Voice votes are typically reserved for issues expected to pass or fail by a landslide.
“I’ve long been a supporter of this bipartisan legislation and programs for palliative and hospice care,” Rep. Greg Walden (R-Oregon) said before the vote. “My own parents both received valuable care in this regard, especially hospice care, as their lives came to a close.”
PCHETA authorizes the U.S. Department of Health and Human Services (HHS) to award grants or contracts for palliative care and hospice education centers. It also promotes career development of physicians and nurses in palliative care, while encouraging research and outreach efforts.
Multiple lawmakers expressed their support for the hospice bill prior to the vote, specifically citing hospice and palliative care’s ability to boost patients’ quality of life and decrease overall health care costs as benefits.
PCHETA, originally introduced in March of last year, received unanimous support in the House Energy and Commerce Committee and the health subcommittee.
The U.S. Centers for Medicare & Medicaid Services officially recognized hospice and palliative medicine as a medical subspecialty in 2008.
“Palliative care complements efforts to treat or cure illness by focusing on patients’ quality of life,” Rep.
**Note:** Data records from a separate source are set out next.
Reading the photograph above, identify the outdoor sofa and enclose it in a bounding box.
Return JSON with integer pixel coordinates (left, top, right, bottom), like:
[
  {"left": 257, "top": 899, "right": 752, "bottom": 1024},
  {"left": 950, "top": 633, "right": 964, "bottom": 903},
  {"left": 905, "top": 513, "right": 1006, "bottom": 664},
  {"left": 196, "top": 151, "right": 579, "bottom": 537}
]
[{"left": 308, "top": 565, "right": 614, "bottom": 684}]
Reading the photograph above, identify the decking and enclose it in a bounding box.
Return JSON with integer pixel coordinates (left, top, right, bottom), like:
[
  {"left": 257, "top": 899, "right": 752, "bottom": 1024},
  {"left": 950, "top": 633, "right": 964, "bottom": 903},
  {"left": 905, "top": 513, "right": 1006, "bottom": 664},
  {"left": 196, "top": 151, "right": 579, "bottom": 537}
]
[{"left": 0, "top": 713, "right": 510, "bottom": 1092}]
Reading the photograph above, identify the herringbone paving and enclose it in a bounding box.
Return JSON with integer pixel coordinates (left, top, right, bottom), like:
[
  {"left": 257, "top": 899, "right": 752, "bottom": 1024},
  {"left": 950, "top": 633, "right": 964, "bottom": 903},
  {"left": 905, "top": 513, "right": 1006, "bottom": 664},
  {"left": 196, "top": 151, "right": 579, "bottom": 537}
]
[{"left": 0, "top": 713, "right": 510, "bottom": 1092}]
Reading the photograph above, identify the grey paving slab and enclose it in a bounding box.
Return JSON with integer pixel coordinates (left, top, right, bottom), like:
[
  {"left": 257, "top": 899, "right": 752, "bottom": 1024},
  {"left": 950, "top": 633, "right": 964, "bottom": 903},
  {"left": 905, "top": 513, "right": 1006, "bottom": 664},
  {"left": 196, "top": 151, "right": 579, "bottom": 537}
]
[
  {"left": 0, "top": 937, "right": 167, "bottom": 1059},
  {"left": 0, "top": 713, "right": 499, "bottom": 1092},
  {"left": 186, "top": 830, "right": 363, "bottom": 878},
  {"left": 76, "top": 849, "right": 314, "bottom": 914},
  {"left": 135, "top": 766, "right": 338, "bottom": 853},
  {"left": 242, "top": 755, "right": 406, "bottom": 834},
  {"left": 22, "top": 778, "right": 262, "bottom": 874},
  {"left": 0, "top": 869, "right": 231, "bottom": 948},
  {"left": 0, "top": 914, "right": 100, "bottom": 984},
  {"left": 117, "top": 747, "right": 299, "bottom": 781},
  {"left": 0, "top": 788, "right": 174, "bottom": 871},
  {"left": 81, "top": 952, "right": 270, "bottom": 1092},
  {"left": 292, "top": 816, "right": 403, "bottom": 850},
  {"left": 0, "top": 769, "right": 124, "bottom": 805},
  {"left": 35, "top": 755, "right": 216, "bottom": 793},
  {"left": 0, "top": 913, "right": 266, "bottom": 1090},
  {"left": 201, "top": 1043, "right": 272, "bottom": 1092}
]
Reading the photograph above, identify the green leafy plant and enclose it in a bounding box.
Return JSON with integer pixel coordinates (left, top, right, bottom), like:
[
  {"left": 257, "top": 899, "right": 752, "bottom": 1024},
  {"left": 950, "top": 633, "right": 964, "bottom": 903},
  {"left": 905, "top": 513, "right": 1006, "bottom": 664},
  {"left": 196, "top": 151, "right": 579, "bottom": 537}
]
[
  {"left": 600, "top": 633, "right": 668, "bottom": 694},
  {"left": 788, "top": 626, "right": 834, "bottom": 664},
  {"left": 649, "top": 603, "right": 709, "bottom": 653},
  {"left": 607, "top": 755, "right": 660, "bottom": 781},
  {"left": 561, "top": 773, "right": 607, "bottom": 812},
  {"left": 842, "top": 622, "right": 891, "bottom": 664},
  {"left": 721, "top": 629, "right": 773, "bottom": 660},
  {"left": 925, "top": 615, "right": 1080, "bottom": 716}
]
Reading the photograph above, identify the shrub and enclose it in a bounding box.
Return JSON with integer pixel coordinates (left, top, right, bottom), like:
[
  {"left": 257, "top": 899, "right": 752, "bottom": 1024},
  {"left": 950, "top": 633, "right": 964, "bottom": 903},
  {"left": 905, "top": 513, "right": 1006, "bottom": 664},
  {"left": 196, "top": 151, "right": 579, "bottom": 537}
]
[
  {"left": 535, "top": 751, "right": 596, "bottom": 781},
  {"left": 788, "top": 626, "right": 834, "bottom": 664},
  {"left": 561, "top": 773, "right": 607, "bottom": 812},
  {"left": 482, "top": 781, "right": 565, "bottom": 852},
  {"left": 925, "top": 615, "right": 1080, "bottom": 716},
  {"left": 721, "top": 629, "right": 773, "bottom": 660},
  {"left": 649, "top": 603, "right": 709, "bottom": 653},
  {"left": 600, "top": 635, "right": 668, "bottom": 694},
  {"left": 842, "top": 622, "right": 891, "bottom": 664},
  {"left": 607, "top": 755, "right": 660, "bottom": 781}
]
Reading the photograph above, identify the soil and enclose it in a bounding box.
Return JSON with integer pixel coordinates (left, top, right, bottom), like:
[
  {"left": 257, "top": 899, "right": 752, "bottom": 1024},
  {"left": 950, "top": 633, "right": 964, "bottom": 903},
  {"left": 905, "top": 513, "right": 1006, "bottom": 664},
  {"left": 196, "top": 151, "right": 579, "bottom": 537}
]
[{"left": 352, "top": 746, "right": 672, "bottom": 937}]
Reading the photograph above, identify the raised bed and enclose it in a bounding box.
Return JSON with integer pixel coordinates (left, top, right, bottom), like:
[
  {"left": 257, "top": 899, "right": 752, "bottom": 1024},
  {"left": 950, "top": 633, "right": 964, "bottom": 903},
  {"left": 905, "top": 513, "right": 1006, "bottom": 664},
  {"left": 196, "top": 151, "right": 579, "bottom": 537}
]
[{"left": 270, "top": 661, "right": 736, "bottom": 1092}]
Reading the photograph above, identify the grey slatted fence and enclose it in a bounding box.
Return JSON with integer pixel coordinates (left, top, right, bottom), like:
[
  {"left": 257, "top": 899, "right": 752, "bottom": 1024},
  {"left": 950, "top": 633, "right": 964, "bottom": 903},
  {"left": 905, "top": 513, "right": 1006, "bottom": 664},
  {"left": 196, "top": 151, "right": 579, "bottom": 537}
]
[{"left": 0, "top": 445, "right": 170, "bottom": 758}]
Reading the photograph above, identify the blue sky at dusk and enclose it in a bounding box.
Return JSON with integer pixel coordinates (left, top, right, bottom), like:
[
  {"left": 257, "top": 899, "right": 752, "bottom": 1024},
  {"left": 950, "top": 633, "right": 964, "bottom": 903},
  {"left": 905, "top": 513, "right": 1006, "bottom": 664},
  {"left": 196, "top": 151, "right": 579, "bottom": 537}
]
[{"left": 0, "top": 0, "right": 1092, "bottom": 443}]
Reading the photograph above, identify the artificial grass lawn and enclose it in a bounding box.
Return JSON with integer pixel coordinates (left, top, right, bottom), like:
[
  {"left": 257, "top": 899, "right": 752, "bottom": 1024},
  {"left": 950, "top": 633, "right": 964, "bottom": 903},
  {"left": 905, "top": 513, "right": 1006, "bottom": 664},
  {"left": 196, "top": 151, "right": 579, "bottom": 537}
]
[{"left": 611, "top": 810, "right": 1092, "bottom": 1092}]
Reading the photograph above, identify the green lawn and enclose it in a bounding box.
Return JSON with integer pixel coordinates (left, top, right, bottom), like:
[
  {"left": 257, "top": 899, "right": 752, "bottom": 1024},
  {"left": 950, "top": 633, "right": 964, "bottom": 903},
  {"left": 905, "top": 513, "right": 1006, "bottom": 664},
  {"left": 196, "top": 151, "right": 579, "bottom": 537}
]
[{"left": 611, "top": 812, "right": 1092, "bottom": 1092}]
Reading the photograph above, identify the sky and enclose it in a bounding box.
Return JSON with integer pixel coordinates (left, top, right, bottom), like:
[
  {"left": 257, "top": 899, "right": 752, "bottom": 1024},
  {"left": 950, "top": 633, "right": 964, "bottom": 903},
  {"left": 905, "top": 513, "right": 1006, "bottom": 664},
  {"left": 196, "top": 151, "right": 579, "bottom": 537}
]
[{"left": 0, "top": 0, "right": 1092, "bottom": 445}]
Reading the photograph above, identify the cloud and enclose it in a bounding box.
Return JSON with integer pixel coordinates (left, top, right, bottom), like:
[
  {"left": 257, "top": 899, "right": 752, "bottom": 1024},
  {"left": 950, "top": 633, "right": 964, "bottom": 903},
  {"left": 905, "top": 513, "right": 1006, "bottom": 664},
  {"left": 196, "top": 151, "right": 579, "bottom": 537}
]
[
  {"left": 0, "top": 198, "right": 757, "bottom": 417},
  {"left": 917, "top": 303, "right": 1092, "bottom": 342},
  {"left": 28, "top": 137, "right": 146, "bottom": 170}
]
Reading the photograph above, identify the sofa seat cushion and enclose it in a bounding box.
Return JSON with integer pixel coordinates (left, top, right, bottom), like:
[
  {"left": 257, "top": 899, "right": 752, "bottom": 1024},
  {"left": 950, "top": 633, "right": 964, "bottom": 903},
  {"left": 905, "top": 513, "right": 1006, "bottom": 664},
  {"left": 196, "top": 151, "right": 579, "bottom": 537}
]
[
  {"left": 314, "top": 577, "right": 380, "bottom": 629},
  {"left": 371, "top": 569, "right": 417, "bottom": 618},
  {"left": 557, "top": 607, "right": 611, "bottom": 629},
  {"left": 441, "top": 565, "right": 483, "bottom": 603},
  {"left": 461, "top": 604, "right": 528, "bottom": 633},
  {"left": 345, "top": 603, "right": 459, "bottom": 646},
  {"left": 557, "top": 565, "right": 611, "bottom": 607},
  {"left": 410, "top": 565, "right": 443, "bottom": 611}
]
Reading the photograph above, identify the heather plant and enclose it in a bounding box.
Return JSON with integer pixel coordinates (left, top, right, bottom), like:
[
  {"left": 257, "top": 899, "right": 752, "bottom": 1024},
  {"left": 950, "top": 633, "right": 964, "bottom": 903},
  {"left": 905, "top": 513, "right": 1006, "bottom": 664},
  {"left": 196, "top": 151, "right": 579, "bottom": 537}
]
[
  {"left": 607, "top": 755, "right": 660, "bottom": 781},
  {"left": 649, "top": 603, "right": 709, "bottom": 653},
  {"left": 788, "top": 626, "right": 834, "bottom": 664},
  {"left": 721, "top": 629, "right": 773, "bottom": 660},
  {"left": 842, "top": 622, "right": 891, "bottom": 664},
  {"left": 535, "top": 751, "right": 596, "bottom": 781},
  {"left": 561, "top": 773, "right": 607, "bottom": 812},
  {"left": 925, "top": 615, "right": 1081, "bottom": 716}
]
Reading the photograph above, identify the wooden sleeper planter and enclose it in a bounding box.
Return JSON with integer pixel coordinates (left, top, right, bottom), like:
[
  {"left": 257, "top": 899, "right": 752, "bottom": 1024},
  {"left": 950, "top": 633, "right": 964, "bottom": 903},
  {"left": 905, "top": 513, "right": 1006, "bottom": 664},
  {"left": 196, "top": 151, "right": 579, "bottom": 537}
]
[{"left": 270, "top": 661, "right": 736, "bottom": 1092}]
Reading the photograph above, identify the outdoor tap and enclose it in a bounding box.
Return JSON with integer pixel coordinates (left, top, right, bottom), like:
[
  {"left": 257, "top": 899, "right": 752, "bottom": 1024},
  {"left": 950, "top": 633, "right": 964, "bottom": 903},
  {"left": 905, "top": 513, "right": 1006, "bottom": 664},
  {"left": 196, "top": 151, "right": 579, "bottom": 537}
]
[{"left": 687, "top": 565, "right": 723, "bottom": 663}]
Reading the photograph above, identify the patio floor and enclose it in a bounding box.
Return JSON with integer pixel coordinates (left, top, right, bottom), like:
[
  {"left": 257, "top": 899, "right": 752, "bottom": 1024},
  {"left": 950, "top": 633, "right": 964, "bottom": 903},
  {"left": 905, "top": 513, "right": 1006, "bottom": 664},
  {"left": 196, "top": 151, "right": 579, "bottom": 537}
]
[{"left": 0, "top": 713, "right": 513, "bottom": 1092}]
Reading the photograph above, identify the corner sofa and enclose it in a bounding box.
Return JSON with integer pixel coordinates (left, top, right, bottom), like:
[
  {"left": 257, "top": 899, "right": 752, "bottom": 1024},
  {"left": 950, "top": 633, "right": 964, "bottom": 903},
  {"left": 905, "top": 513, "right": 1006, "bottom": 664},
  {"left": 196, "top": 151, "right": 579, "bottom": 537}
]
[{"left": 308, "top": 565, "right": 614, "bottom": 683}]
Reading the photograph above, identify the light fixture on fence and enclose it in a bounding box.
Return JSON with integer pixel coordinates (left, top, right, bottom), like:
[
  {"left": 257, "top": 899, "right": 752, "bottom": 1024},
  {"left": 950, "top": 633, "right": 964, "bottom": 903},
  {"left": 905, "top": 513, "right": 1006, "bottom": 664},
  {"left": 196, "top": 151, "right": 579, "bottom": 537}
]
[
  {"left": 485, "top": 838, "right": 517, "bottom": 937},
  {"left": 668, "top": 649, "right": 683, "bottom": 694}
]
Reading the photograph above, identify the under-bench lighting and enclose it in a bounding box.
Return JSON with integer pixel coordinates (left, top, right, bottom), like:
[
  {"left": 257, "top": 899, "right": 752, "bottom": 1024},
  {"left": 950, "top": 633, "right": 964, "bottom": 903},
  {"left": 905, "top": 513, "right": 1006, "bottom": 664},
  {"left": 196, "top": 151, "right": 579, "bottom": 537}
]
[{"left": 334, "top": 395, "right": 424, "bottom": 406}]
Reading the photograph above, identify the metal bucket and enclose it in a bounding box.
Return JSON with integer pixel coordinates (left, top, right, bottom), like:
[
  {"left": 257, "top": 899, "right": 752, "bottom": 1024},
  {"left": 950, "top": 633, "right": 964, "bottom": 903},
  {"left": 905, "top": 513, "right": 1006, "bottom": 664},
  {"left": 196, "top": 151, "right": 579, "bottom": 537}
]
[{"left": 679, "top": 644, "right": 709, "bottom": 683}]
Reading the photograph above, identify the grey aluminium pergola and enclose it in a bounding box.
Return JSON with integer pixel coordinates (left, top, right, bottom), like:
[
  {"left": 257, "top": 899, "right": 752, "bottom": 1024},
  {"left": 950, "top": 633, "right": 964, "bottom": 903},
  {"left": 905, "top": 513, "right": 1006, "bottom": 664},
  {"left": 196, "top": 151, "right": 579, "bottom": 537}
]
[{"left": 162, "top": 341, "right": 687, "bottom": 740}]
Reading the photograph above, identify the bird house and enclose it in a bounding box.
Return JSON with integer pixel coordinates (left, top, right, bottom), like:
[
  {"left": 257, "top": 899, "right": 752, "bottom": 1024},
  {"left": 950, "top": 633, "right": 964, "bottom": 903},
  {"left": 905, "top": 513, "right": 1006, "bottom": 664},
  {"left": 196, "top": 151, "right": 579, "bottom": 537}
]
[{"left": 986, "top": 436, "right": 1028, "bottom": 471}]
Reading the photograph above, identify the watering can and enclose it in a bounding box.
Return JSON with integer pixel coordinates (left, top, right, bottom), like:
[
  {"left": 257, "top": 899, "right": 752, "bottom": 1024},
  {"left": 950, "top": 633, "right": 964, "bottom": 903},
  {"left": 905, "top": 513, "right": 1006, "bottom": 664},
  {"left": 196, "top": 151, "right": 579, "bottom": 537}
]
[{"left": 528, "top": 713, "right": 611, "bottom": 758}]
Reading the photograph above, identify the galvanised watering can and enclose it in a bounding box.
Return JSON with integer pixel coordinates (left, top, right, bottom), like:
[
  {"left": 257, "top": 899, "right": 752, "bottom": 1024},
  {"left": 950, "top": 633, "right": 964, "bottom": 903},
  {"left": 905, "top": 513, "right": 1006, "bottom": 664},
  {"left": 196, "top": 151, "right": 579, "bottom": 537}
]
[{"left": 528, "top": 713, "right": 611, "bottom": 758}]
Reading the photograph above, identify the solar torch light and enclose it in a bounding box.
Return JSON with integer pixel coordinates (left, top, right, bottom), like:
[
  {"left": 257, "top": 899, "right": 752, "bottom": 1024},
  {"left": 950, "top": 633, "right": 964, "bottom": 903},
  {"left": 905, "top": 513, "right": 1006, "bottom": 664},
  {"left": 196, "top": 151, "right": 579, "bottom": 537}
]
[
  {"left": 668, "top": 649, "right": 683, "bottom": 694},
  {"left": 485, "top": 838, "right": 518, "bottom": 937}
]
Gene Green (D-Texas) said. “Despite the benefits of palliative care, many Americans aren’t aware of the supports available to them.”
The National Hospice and Palliative Care Organization is among the bill’s supporters.
Projections anticipate that—without increased policy support—there will be only one palliative care physician for every 26,000 seriously ill patients by 2030, according to NHPCO.
A similar piece of legislation in the Senate already is supported by more than two dozen senators from both sides of the aisle.
“This predicted shortage of care providers would gravely impact access to quality hospice and palliative care and services for individuals facing serious, advanced or life-limiting illness,” NHPCO President Edo Banach said in a statement. “Passing this legislation is something Congress can do right now that will directly help their constituents in need of the patient-centered and coordinated care so many prefer.”
Palliative care consists of medical services that focus on alleviating suffering for patients and their loves ones, along with accompanying efforts to treat or cure illness.
A Congressional Budget Office cost estimate is not currently available.
Although Congress is moving to reinforce U.S. end-of-life programs, regulators are also preparing to investigate the industry for alleged fraud, waste and abuse.